MNIST pixel attacks with Pytorch

Marton Trencseni - Sat 01 June 2019 - Machine Learning

Introduction

It’s easy to build a CNN that does well on MNIST digit classification. How easy is it to break it, to distort the images and cause the model to misclassify? The post was inspired by 2 papers, both are worth reading:

For the experiments, I’m using the ~99% accurate CNN that I’ve trained in the previous MNIST post. The ipython notebook is up on Github.

Random noise

The first and simplest thing I tried is adding random noise. I wanted to see how random noise leads to classification errors, ie. reduced accuracy. Pytorch’s transformer framework made these experiments easy: I just had to add one Lambda() to the transformers chain:

def distort(x, num_pixels=1, value=1.0):
    for _ in range(num_pixels):
        x[0][int(random()*28)][int(random()*28)] = value
    return x

def plot_accuracies(distorted_pixels, accuracies):
    clear_output()
    plt.figure(figsize=(14, 4))
    plt.xlabel('distorted pixels')
    plt.ylabel('accuracy')
    plt.ylim((0, 1))
    plt.plot(distorted_pixels, accuracies, marker='o')
    plt.show()

distorted_pixels = []
accuracies = []
for i in range(0, 20):
    my_test_loader = torch.utils.data.DataLoader(
        datasets.MNIST(
            '../data',
            train=False,
            transform=transforms.Compose([
               transforms.ToTensor(),
               transforms.Lambda(lambda x: distort(x, num_pixels=i)),
               # the above line was added compared to the original model
               transforms.Normalize((0.1307,), (0.3081,)),
            ])
        ),
        batch_size=1000,
        shuffle=True)
    actuals, predictions = test_label_predictions(model, device, my_test_loader)
    distorted_pixels.append(i)
    accuracies.append(accuracy_score(actuals, predictions))
    plot_accuracies(distorted_pixels, accuracies)

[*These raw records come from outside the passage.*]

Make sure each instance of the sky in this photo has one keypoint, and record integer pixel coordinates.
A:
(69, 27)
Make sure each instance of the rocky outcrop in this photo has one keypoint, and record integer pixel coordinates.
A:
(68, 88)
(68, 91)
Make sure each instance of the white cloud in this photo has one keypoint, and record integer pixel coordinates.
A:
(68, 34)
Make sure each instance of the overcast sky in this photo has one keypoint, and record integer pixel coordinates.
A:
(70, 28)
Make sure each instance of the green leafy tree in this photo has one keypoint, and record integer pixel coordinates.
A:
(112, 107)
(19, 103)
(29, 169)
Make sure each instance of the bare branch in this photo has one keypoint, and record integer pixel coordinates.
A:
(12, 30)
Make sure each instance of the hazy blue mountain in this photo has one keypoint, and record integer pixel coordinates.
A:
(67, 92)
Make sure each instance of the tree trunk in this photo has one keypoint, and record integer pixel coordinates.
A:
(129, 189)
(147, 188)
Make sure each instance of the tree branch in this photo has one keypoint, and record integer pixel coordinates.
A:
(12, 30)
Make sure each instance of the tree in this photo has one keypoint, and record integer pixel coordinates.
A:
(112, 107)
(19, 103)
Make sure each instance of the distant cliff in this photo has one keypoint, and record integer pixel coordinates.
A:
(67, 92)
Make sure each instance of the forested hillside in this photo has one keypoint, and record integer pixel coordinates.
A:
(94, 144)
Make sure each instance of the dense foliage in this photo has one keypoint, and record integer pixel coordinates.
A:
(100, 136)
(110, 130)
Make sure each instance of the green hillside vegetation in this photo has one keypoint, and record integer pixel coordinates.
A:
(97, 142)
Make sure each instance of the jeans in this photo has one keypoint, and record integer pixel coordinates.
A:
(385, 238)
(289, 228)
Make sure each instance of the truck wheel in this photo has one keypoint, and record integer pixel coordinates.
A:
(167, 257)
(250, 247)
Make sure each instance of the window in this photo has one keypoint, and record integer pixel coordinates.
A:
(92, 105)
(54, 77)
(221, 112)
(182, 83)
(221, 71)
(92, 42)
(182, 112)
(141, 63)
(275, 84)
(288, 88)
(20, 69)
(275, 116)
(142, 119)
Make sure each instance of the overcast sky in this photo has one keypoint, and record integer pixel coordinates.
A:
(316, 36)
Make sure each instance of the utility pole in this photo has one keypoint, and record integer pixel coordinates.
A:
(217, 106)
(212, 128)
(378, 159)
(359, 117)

Note that the transforms.Lambda() was added after the transforms.ToTensor(), so at this point the image is a 28x28 tensor of floats between 0 and 1, and before the transforms.Normalize(). For reference, this is what a distorted image looks like (fifth test image in MNIST, a digit 4, original and with 100 pixels distorted):

MNIST 4 distorted

The result shows the decline in accuracy, as a function of how many pixels are randomly distorted on the test image:

MNIST attack accuracy

The accuracy degradation is pretty linear. I was surprised by this, I was expecting the model to perform well up to a certain distortion, and then break down (more inclined inverse S-curve). Note that I set the pixels randomly, so at high counts it’s possible that a pixel is “set twice”, so the actual number of distorted pixels is lower.

One-pixel attacks

Based on the above, breaking the model by setting one-pixel shouldn’t be easy. But in the random noise example, we were setting pixels randomly; is it possible to find a special vulnerable pixel and break the classification? When looking for a one-pixel vulnerability, there are 3 parameters, x and y, and the pixel value. Here I will only play with x and y, I will set the pixel value to 1.0.

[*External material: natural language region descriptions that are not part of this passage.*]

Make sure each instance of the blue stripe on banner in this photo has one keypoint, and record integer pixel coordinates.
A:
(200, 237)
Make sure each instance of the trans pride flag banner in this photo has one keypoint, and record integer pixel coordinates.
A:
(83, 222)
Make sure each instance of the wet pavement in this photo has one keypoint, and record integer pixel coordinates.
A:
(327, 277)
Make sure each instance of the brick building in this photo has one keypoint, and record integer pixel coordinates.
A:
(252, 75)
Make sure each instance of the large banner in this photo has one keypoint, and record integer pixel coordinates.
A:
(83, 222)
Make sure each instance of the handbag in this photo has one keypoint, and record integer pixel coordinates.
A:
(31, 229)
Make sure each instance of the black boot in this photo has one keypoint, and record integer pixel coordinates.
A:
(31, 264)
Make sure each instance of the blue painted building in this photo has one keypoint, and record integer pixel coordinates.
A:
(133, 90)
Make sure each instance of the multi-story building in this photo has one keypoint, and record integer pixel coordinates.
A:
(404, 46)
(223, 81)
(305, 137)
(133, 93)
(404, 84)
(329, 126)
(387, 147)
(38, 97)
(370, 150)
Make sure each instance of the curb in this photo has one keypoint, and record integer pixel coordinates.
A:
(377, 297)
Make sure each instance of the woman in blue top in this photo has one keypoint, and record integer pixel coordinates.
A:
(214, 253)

Unlike in the article referenced in the intro, here I’m doing a brute-force attack. Two outer loops go through the pixel location, and each time it runs the test images through the model, and counts how many images are misclassified. Note that without any distortion the model achieves 98.9% accuracy, so out of 10,000 test images there are 110 that are misclassified even without distortion. These 110 are always subtracted, they are not counted.

The code:

def set_pixel(x, i, j, value=1.0):
    x[0][i][j] = value
    return x

def misclassified_images(actuals, predictions):
    vuls = []
    for i in range(len(actuals)):
        if actuals[i] != predictions[i]:
            vuls.append(i)
    return set(vuls)

my_test_loader = torch.utils.data.DataLoader(
    datasets.MNIST(
        '../data',
        train=False,
        transform=transforms.Compose([
           transforms.ToTensor(),
           transforms.Normalize((0.1307,), (0.3081,)),
        ])
    ),
    batch_size=1000,
    shuffle=False)
actuals, predictions = test_label_predictions(model, device, my_test_loader)
base_misclassifieds = misclassified_images(actuals, predictions)

vulnerable_images = set([])
for i in range(28):
    for j in range(28):
        my_test_loader = torch.utils.data.DataLoader(
            datasets.MNIST(
                '../data',
                train=False,
                transform=transforms.Compose([
                   transforms.ToTensor(),
                   transforms.Lambda(lambda x: set_pixel(x, i, j)),
                   transforms.Normalize((0.1307,), (0.3081,)),
                ])
            ),
            batch_size=1000,
            shuffle=False)
        actuals, predictions = test_label_predictions(model, device, my_test_loader)
        misc = misclassified_images(actuals, predictions)
        actual_vulnerables = misc.difference(base_misclassifieds)
        print('(%s, %s) vulnerables: %s' % (i, j, actual_vulnerables))
        for a in actual_vulnerables:
            print('--> %s is %s, classified as %s' % (a, actuals[a], predictions[a]))
        vulnerable_images.update(actual_vulnerables)

print(len(base_misclassifieds), len(vulnerable_images))

In the end, it finds only 69 (out of 10,000) that are vulnerable. At most locations, it finds vulnerabilities, but it’s always the same images. For example, image #3906 is very vulnerable, changing the (0,8) pixel gets this 1 classified as a 3:

MNIST 1 attacked

This seems to go against the first cited article’s finding, where ~75% of CIFAR-10 images are found to have a one-pixel vulnerability. Possible explanations:

  • classifying digits is simpler than image categories, so MNIST is less vulnerable
  • playing around with the pixel values would yield more vulnerabilities

Out-of-bounds one-pixel attacks

Finally, I played around with setting out-of-bounds values, ie. what if I numerically set the pixel value to be greather than 1.0. Let’s repeat the distortion experiment, but set values to 5.0 instead of 1.0. At 20 distorted pixels the accuracy already drops to ~50%:

MNIST attack accuracy

I attibute this to the relu() activation, which cuts off at the low end, but not on the high-end, so these out-of-bounds values are able to travel through the deep layers and throw off the model:

relu()

Intuitively, neural nets find blobs in high-dimensional space and assign it to a label, and by doing this we move the image away from the blob along one dimension.